Под защитой береговых обрывов около самого берега было совершенно тихо. Мы часто отдыхали и, опустив весла в воду, любовались чудесными картинами, которые, как в гигантской панораме, все время сменяли одна другую. За горой Скалистой от берега выступал одинокий утес, похожий на горбатого человека, за ним был виден острый мыс, напоминающий голову великана в какой-то странной шапке, дальше два камня торчали из воды точно ослиные уши, затем опять каменные бабы, за ними опять мысы, обрывы и т. д. Когда мы подъезжали к ним, иллюзия пропадала, и горбатый человек и голова великана снова принимали форму утеса и уже совершенно не были похожи на то, что мы видели раньше.
Несмотря на то что мы не гребли, лодка наша, хотя и медленно, но равномерно двигалась вдоль берега. Нас несло береговое течение. В Татарском проливе оно наблюдается около всех мысов у берегов Уссурийского края. Направление движения воды происходит всегда вдоль берега от северо-северо-востока к юго-юго-западу. Эти течения бывают главным образом летом тогда, когда дуют муссоны. Они гонят волнением воду к материку, вследствие чего в бухтах около устьев рек повышают уровень моря фута на два или на три. Если мы примем во внимание почти замкнутый пролив Татарский (в данном случае говорится о мелководье лимана), если мы примем во внимание еще и движение воды из Амура по фарватеру около острова Сахалина, то станет понятным, почему течение, о котором говорилось выше, происходит вдоль берега не на север, а к стороне открытого моря. Раз только воде был дан толчок к югу, она неизменно продолжала и продолжает в силу инерции двигаться в этом направлении. Это особенно заметно, когда бросишь в воду с берега какой-либо предмет или убьешь птицу, и она упадет в море. Несмотря на ветер, дующий к материку, птицу не прибивает волнением к берегу и всегда уносит к южному мысу.
Так было и с нашей лодкой. Вся разница была только в том, что ветер дул не с моря на материк, а обратно с материка на море. Отсюда мы вправе заключить, что в образовании берегового течения принимают участие не одни только муссоны, дующие со стороны юго-юго-запада, но и другие факторы, которых мы пока еще не знаем.

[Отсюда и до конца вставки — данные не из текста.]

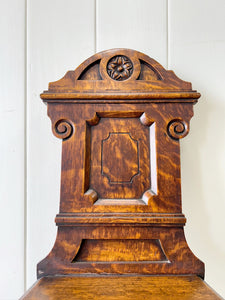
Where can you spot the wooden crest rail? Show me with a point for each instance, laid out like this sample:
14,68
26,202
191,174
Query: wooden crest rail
120,116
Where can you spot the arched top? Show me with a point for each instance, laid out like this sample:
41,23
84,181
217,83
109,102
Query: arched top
119,74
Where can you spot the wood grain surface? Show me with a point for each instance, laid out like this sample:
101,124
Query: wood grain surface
122,287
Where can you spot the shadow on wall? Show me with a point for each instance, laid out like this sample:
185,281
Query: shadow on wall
202,165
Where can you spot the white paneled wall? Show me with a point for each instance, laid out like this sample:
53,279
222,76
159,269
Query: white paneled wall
12,148
41,40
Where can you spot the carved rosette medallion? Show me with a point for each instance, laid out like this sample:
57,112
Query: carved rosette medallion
119,67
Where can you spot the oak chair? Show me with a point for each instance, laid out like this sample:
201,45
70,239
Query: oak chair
120,116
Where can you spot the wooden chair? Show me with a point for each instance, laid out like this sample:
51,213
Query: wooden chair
120,116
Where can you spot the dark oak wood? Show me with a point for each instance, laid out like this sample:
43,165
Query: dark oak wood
120,116
123,287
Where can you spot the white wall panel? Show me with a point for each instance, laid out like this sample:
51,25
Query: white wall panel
139,25
12,105
60,36
197,54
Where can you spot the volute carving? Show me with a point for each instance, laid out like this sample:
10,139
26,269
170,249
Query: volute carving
120,179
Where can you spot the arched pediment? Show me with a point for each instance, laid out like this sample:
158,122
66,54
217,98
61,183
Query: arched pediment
120,74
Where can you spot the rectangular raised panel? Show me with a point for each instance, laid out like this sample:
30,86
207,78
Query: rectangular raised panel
120,250
120,159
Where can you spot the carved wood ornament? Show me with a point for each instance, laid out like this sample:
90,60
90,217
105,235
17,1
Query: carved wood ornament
120,116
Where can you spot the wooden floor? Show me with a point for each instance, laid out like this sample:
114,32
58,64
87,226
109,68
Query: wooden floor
121,287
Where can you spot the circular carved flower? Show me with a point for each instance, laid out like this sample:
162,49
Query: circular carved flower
120,67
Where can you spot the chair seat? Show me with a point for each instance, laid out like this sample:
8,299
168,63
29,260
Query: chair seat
121,287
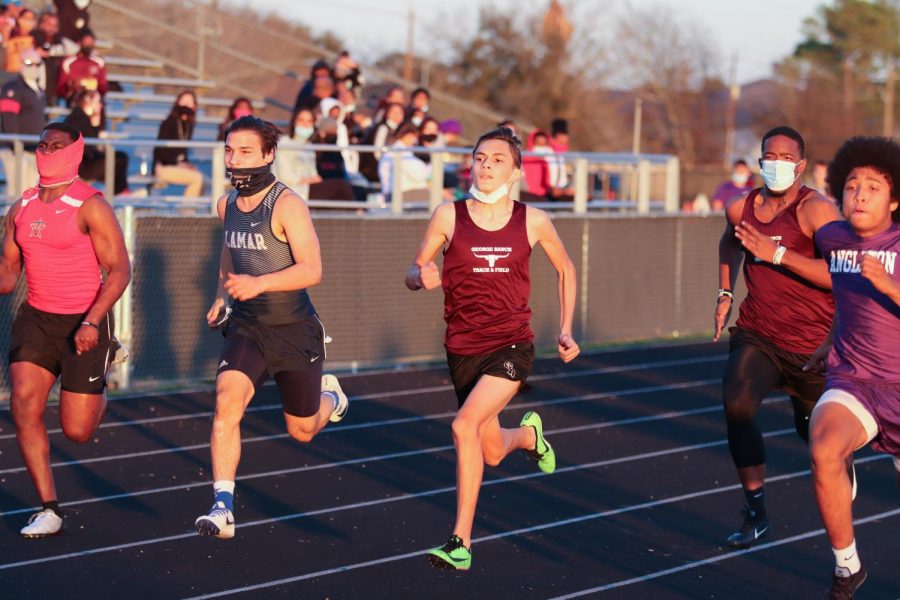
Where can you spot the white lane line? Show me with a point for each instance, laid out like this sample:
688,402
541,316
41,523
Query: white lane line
383,457
445,490
412,392
374,424
720,557
542,527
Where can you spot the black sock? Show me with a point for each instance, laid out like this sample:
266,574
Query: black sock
756,500
52,505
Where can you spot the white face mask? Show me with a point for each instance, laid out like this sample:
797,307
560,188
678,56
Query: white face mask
492,197
778,174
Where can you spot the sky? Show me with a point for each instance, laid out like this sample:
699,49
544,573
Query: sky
759,32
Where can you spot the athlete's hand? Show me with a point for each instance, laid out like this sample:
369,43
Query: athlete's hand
723,313
86,339
568,348
212,315
759,245
818,357
430,276
243,287
873,270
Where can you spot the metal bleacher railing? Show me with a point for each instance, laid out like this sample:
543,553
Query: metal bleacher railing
646,182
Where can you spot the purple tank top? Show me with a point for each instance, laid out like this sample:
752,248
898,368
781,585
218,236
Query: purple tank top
867,339
781,306
486,284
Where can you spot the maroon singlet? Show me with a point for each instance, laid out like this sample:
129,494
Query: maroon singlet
781,306
486,285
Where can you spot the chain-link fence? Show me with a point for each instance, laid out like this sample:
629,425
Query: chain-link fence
638,278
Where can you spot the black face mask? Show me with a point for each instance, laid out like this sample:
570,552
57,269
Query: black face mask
251,180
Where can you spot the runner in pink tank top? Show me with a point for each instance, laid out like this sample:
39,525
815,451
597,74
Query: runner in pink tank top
487,243
785,316
63,232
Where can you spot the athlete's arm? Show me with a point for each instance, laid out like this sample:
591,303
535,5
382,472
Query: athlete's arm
873,270
225,267
730,258
541,231
423,272
99,221
11,260
291,218
815,212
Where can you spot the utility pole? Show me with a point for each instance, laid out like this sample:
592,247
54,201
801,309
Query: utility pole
410,30
890,85
734,93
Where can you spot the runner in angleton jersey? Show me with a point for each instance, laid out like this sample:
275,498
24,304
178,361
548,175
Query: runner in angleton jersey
63,232
487,242
783,319
861,404
269,259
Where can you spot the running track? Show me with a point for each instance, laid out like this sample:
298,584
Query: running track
642,498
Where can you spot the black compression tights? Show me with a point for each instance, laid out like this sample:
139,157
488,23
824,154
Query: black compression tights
749,375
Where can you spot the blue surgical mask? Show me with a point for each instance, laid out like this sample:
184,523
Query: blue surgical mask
778,174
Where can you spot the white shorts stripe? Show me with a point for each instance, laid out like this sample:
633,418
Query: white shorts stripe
849,401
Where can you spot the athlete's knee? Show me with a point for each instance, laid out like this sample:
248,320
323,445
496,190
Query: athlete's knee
465,429
78,432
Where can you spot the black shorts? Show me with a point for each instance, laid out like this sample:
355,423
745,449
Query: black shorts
805,385
292,354
510,362
48,340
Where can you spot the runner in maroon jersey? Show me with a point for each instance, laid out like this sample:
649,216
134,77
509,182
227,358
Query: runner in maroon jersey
785,316
62,231
487,242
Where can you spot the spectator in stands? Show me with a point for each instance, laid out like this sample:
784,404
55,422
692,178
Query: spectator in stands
319,69
54,47
330,164
21,38
415,172
241,107
536,185
395,95
73,17
87,116
171,165
418,106
380,136
346,71
22,108
84,71
740,184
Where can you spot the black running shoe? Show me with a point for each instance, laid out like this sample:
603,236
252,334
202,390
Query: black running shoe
843,588
754,527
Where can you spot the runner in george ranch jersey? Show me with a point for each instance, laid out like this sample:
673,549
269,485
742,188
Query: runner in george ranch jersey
487,243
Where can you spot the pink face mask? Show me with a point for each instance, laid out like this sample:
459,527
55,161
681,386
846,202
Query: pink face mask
61,166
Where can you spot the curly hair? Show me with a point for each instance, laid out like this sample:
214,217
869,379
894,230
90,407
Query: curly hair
879,153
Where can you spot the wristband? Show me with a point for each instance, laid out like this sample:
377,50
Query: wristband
779,254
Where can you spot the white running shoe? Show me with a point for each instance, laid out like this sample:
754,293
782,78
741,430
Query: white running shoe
330,384
219,522
42,524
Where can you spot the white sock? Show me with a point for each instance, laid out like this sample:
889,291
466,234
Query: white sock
223,485
846,561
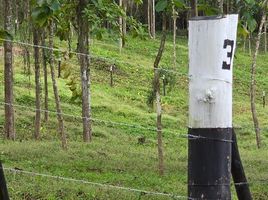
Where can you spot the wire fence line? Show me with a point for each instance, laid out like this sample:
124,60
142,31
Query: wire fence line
91,56
133,126
144,192
174,196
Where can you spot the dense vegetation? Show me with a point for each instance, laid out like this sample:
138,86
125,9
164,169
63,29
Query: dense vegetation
122,150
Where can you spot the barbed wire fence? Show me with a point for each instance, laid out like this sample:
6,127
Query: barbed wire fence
116,124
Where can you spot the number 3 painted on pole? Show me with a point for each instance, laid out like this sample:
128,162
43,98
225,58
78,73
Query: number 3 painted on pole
230,43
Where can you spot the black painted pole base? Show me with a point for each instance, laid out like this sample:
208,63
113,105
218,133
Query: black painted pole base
3,186
209,163
239,177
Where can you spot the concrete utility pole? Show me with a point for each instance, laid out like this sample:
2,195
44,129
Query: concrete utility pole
211,51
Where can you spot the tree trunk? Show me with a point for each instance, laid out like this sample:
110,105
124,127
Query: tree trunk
220,5
194,10
83,45
124,24
174,36
36,40
158,98
8,72
45,76
265,35
253,80
149,17
249,44
121,28
55,88
153,19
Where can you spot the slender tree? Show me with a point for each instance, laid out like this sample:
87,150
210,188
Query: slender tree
8,73
158,96
36,41
44,59
83,44
55,86
253,78
194,10
174,16
121,28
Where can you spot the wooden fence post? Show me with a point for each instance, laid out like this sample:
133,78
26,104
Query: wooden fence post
3,187
211,51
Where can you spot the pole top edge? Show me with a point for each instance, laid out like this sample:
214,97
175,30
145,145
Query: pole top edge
214,17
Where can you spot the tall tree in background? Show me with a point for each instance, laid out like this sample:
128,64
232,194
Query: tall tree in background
151,18
220,5
194,10
83,44
8,71
36,41
55,86
44,62
253,78
121,38
158,95
44,14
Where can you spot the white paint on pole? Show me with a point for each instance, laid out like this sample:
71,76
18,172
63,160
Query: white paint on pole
211,51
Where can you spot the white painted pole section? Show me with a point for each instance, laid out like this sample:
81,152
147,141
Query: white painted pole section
211,52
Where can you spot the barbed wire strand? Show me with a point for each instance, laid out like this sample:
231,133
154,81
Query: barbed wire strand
95,183
20,171
134,126
90,55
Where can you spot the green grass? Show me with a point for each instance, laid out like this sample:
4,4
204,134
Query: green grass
114,156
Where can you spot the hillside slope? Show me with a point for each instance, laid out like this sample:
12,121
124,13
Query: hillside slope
121,116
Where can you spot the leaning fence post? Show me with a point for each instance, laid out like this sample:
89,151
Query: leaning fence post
263,99
3,187
211,51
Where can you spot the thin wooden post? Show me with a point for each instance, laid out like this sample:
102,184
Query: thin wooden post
111,75
239,177
211,51
164,85
263,99
3,186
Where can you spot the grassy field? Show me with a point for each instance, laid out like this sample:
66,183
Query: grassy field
115,157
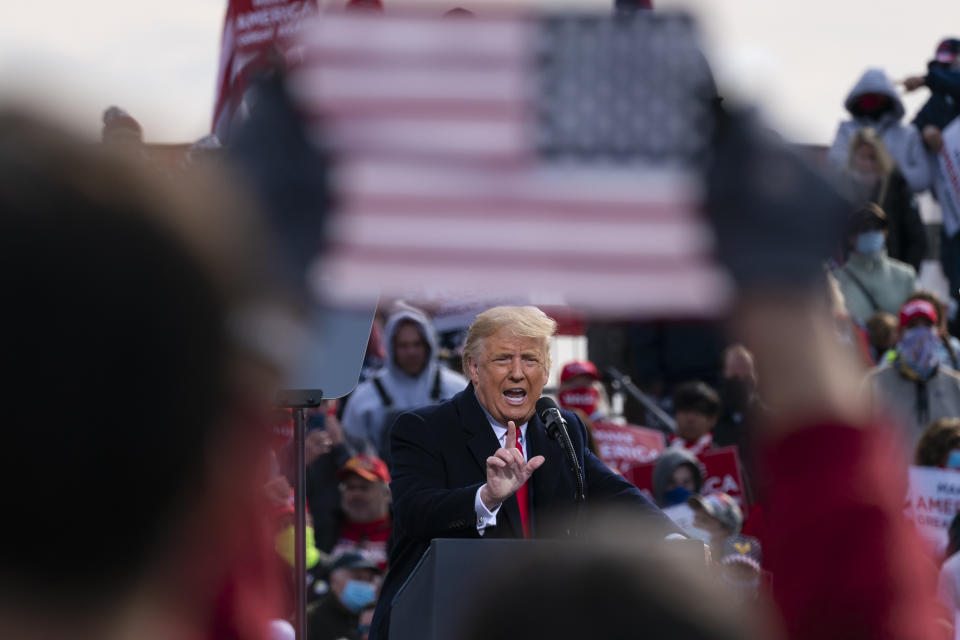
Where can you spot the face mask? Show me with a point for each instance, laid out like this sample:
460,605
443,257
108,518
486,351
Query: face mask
918,350
870,242
700,534
583,398
953,461
358,594
677,495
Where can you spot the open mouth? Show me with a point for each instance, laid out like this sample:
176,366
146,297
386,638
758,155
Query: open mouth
515,396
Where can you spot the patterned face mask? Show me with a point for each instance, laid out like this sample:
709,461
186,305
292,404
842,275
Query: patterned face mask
918,350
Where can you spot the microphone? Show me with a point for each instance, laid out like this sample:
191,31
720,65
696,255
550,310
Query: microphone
556,425
549,412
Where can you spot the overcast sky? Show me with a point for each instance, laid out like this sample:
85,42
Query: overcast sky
795,60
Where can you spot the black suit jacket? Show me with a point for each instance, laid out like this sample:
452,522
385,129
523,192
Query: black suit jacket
439,457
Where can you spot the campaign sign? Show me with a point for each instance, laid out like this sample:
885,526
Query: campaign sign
720,468
623,447
948,188
932,501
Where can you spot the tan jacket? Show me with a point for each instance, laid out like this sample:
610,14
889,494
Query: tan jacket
889,281
894,399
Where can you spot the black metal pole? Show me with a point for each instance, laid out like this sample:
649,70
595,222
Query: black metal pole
300,528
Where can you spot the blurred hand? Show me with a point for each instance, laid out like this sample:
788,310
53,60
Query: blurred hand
805,378
913,83
507,471
318,443
932,138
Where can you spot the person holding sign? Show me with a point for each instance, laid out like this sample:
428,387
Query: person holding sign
915,386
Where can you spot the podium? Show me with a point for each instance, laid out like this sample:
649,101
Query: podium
431,603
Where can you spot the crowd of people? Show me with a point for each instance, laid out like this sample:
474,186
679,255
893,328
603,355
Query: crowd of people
899,334
436,442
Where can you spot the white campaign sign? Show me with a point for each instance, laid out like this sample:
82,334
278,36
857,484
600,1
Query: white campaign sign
932,501
947,184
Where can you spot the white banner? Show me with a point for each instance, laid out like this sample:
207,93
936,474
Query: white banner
932,501
947,184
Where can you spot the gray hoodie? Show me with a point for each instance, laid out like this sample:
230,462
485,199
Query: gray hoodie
365,413
669,460
902,140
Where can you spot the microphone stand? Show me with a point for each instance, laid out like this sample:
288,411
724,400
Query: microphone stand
557,429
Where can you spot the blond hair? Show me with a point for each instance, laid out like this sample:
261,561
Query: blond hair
523,322
885,161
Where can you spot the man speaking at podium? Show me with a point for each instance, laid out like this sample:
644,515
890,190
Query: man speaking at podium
482,464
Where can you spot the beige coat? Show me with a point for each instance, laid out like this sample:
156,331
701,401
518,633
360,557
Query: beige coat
889,281
894,399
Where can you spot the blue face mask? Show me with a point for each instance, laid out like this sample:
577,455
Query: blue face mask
870,242
358,594
677,495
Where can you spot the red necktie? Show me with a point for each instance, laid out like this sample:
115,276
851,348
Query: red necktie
523,497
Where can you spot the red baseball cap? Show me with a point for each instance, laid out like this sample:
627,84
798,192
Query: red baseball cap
917,309
947,51
579,368
367,467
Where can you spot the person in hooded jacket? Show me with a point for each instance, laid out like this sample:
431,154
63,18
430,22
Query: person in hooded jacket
870,280
412,377
873,176
676,477
874,102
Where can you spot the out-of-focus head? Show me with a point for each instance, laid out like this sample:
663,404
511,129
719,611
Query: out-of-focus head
410,348
948,52
738,362
740,560
113,300
882,328
868,155
719,508
120,129
872,105
354,580
364,488
869,217
602,589
676,475
580,387
507,358
696,406
939,439
918,313
938,305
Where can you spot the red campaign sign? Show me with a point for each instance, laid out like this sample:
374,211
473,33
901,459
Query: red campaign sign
721,473
623,447
251,29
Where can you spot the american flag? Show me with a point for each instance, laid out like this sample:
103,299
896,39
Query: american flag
551,157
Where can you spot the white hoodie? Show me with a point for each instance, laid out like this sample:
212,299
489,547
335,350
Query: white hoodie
364,414
902,140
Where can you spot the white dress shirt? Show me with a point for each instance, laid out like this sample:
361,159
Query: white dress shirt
485,517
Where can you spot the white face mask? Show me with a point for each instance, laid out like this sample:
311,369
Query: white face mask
870,242
697,533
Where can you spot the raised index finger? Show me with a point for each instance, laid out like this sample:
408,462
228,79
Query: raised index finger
511,436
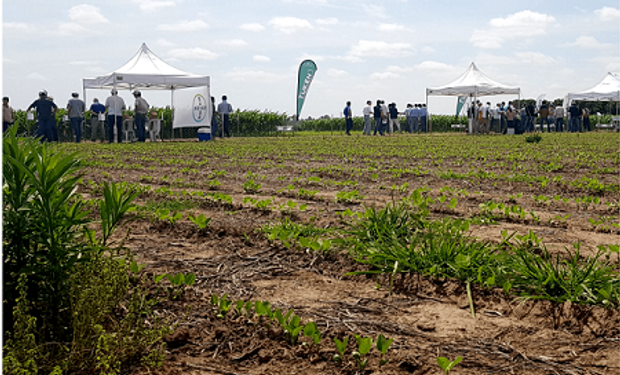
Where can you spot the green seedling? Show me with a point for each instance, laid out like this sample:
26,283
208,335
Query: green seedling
364,344
312,332
201,221
223,305
383,345
341,347
446,365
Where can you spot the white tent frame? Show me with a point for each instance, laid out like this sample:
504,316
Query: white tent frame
474,84
146,71
608,90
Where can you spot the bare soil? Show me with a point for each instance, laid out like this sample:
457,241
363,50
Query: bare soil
426,317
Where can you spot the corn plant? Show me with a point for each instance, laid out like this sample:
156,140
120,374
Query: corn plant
446,365
364,344
201,221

Сегодня мы имели случай наблюдать, как бакланы сушат свои крылья. Около одного из мысов в воде между камнями плавало множество этих птиц. Они постоянно ныряли в воду и доставали со дна какую-то мелкую рыбешку, которую тут же и глотали. Некоторые из них, видимо, уже насытились. Они взобрались на камни и, усевшись лицом против ветра, распускали по очереди то одно крыло, то другое. Во время нырянья за рыбой в перья бакланов попала вода и теперь они их сушили. Оба крыла сразу баклан распустить не может, потому что ветер тотчас же заставит его подняться на воздух, но одно оно не мешает ему сидеть спокойно. Птицы инстинктивно это понимают и потому развертывают крылья по очереди.
Как ни не хотели усталые птицы лететь, но приближающаяся лодка заставила их подняться с камня. Они шумно снялись и стали кружиться на одном месте. Впрочем, как только мы прошли эти камни, они тотчас же спустились на них и снова принялись за просушку своей одежды.
Часа в четыре дня наша лодка дошла до реки Лозаа. Мы хотели было итти дальше, но орочи заявили, что здесь надо ночевать непременно, что дальше будут большие мысы, на протяжении сорока верст пристать будет негде и что ночь нас застигнет раньше, чем мы успеем обогнуть их и дойти до реки Адими.
— Надо хорошую погоду, надо тихое море, — говорили орочи, — если ветер захватит нас на половине дороги, то морское путешествие наше может окончиться крушением.
Доводы орочей были настолько серьезны и убедительны, что мы не стали им противоречить и направились в устье реки Лозаа.
XLIV
Оказалось, что орочи разошлись друг с другом. Услышав звуки топора и увидев зарево от огня на берегу моря, местные орочи сели в лодку и пошли на разведку. Немного не доходя до нашего бивака, они остановились и высадились на берег, тихонько обошли нас в темноте и стали наблюдать. Заметив на биваке орочские вещи и убедившись, что они имеют дело с людьми, которые их не обидят, орочи вышли из своей засады, смело подошли к костру и стали дожидаться возвращения своих земляков и наших провожатых.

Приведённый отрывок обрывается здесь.